The moon bore down as the Manticore had this revelation. poppop PopPop Pop Pop BAMBAM. On either side of the street, lightbulbs exploded under some mysterious silver pressure. Glass rained down and chimed upon hitting the pavement. The only light, now, came from the sky. The giant round moon, ever watchful, that seemed to be within grasp now, lit the cloudless sky a deep blue.

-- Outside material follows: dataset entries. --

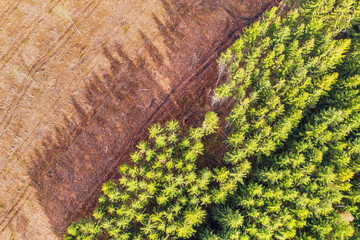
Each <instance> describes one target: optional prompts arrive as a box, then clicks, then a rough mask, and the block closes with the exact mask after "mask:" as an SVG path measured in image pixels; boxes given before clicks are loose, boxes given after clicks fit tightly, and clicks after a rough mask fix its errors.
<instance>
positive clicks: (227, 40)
mask: <svg viewBox="0 0 360 240" xmlns="http://www.w3.org/2000/svg"><path fill="white" fill-rule="evenodd" d="M274 2H275V0H238V1H236V0H206V1H205V0H204V1H201V0H197V1H196V0H187V1H179V0H171V1H170V0H131V1H126V0H124V1H110V0H103V1H100V0H98V1H90V0H89V1H86V0H78V1H71V0H66V1H60V0H57V1H55V0H46V1H45V0H41V1H40V0H38V1H36V0H2V1H0V170H1V171H0V173H1V174H0V239H58V238H59V236H61V235H62V234H63V233H64V231H65V230H66V227H67V226H68V224H69V223H71V222H72V221H74V220H77V219H79V218H80V217H83V216H86V215H87V214H89V213H90V211H91V209H93V207H94V206H95V205H96V201H97V197H98V195H99V194H100V189H101V185H102V183H103V182H105V181H106V180H107V179H109V178H114V177H117V168H118V166H119V164H120V163H122V162H124V161H127V155H128V153H129V152H130V151H131V150H133V148H134V144H135V142H136V141H137V140H138V139H141V138H143V137H144V136H146V131H145V130H146V128H147V127H148V126H149V125H151V124H152V123H153V122H158V121H160V122H164V121H165V120H167V119H170V118H177V119H179V120H180V121H182V122H183V123H184V124H186V125H187V124H189V123H193V122H196V119H199V118H201V117H200V116H201V114H202V113H203V112H204V111H205V110H208V109H210V107H211V106H210V105H211V89H212V88H213V87H214V86H215V84H216V82H217V64H216V58H217V57H218V55H219V53H220V52H221V51H222V50H224V49H225V48H226V47H227V46H229V45H230V44H231V43H232V42H233V41H234V40H235V39H236V37H237V35H238V34H239V32H240V31H241V29H242V28H243V27H244V26H245V25H247V24H249V23H250V22H252V21H254V20H255V19H256V18H257V17H258V16H259V15H260V14H261V13H262V12H263V11H264V10H265V9H267V8H269V7H270V6H271V5H272V4H273V3H274ZM194 119H195V120H194Z"/></svg>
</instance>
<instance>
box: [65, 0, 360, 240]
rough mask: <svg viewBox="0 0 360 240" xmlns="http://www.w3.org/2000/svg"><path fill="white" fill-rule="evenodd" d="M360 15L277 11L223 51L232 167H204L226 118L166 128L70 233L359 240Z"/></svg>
mask: <svg viewBox="0 0 360 240" xmlns="http://www.w3.org/2000/svg"><path fill="white" fill-rule="evenodd" d="M359 22H360V8H359V2H358V1H356V0H305V1H302V2H301V4H300V6H299V7H298V8H297V9H294V10H292V11H290V12H289V13H287V14H286V15H284V16H283V15H279V13H278V11H277V8H276V7H275V8H273V9H272V10H271V11H269V12H266V13H265V14H264V16H263V17H262V18H261V19H260V20H259V21H257V22H255V23H253V24H252V25H251V26H249V27H248V28H246V29H245V30H244V32H243V34H242V35H241V36H240V38H239V39H238V40H237V41H236V42H235V43H234V44H233V45H232V46H231V47H230V48H229V49H227V50H226V51H225V52H224V53H223V54H222V55H221V57H220V58H219V64H220V65H221V66H223V67H224V68H225V69H227V80H226V82H225V83H224V84H222V85H220V86H219V87H218V88H217V89H216V90H215V92H216V99H217V100H218V101H221V100H222V99H231V100H232V101H234V104H233V108H232V110H231V113H230V114H229V116H228V117H227V118H226V120H227V121H228V123H229V124H228V128H229V129H228V130H229V133H230V134H229V136H228V138H227V139H226V143H227V144H228V145H229V147H228V149H227V150H226V152H225V153H224V158H223V159H220V161H221V163H222V165H221V166H217V167H212V168H200V167H199V166H198V165H197V159H198V158H199V156H200V155H202V154H203V152H204V144H206V141H204V140H206V139H208V136H209V135H216V134H219V129H218V128H219V126H218V121H219V119H218V116H217V115H216V113H214V112H208V113H207V114H206V115H205V116H204V121H203V123H202V125H201V126H200V127H193V128H190V129H187V130H186V129H181V127H180V125H179V123H178V122H176V121H174V120H172V121H169V122H167V123H166V124H165V125H164V126H161V125H160V124H155V125H153V126H152V127H150V128H149V137H148V139H147V140H146V141H141V142H139V143H138V145H137V148H138V150H137V151H136V152H134V153H132V154H131V160H132V163H131V164H122V165H121V166H120V169H119V171H120V174H121V178H120V179H118V180H116V181H115V180H112V181H109V182H107V183H105V184H104V185H103V187H102V191H103V194H102V195H101V196H100V198H99V207H98V208H96V209H95V210H94V212H93V214H92V216H89V217H88V218H86V219H82V220H80V221H78V222H76V223H73V224H71V225H70V226H69V228H68V230H67V233H66V234H65V236H64V238H65V239H102V238H108V239H154V240H155V239H189V238H192V239H209V240H210V239H242V240H245V239H349V238H351V237H353V238H354V239H356V237H359V234H360V233H359V232H358V231H359V230H358V226H359V223H360V211H359V201H360V197H359V196H360V181H359V170H360V159H359V156H360V132H359V127H360V113H359V110H360V109H359V108H360V95H359V90H360V88H359V84H360V65H359V63H360V41H359V38H358V37H359V34H360V31H359ZM349 219H350V220H349Z"/></svg>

The same blue as the Society’s robes.
The Manticore had an idea.
basked in heavenly silvers and blues
for the first time since that hated day in the obsidian pyramid
he felt truly alive.
A papery fluttering sound emerged from the craggly overlapping sheets of brass on his back. Eventually, it morphed into more of a buzz, or a hum, and with a mighty crunch, oblong plasticy wings burst forth. The Manticore allowed them to carry him to his destination, and so the limp multi-legged form took to the darkened skies.